Fact: Exactly 1024 ports are inforwardable, 1-1023, that makes 64511 ports free to be forwarded by anyone.
People can forward up to 5 ports.
This applies only if you assume every user forwards five ports. I'd say the vast majority of people use 0-2 ports and a vast minority is above the 5 ports mark, simply because there are so little use cases for more than five ports. Most people want to torrent, that requires one port. All this renders the extrapolation somewhat difficult and needs some mathematical function to describe that is by no means linear, unlike the one you're trying to plot.
That would make the feature unnecessarily difficult to manage. Besides, OpenVPN does not come with a feature like this, and neither does Wireguard. So such a feature would be limited to AirVPN clients, robbing everyone of their freedom to choose the client software.

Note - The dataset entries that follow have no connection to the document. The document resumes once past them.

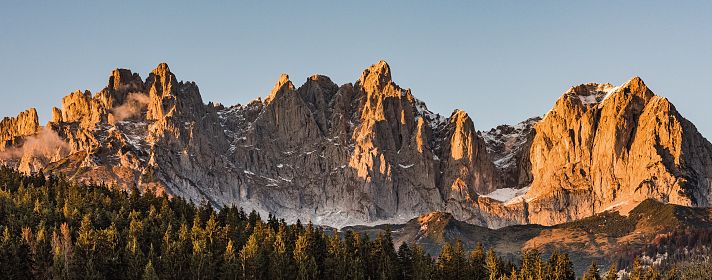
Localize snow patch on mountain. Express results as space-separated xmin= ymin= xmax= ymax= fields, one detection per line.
xmin=414 ymin=98 xmax=446 ymax=129
xmin=481 ymin=117 xmax=539 ymax=170
xmin=481 ymin=186 xmax=530 ymax=204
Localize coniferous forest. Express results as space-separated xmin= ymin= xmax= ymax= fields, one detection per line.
xmin=0 ymin=167 xmax=708 ymax=280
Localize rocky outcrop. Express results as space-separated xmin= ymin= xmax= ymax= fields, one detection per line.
xmin=1 ymin=63 xmax=711 ymax=230
xmin=522 ymin=77 xmax=712 ymax=225
xmin=0 ymin=108 xmax=39 ymax=151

Warning: Two or more sessions are connected to the same server. The same IP+Port can't be mapped to multiple destination.
Client area. It is a limitation, yes, but I think it is impossible to deny an OpenVPN client the connection if such a situation is encountered. OpenVPN does not know AirVPN's infrastructure. So if you see that two connections of yours are pointing towards the same server, reconnect with one of them and port forwarding should work again.
It is never lost, it's always there. It just isn't possible to provide that feature in situations like above.
I'd say, check your own setup first before pointing fingers at others. Likely there's something happening with your OS.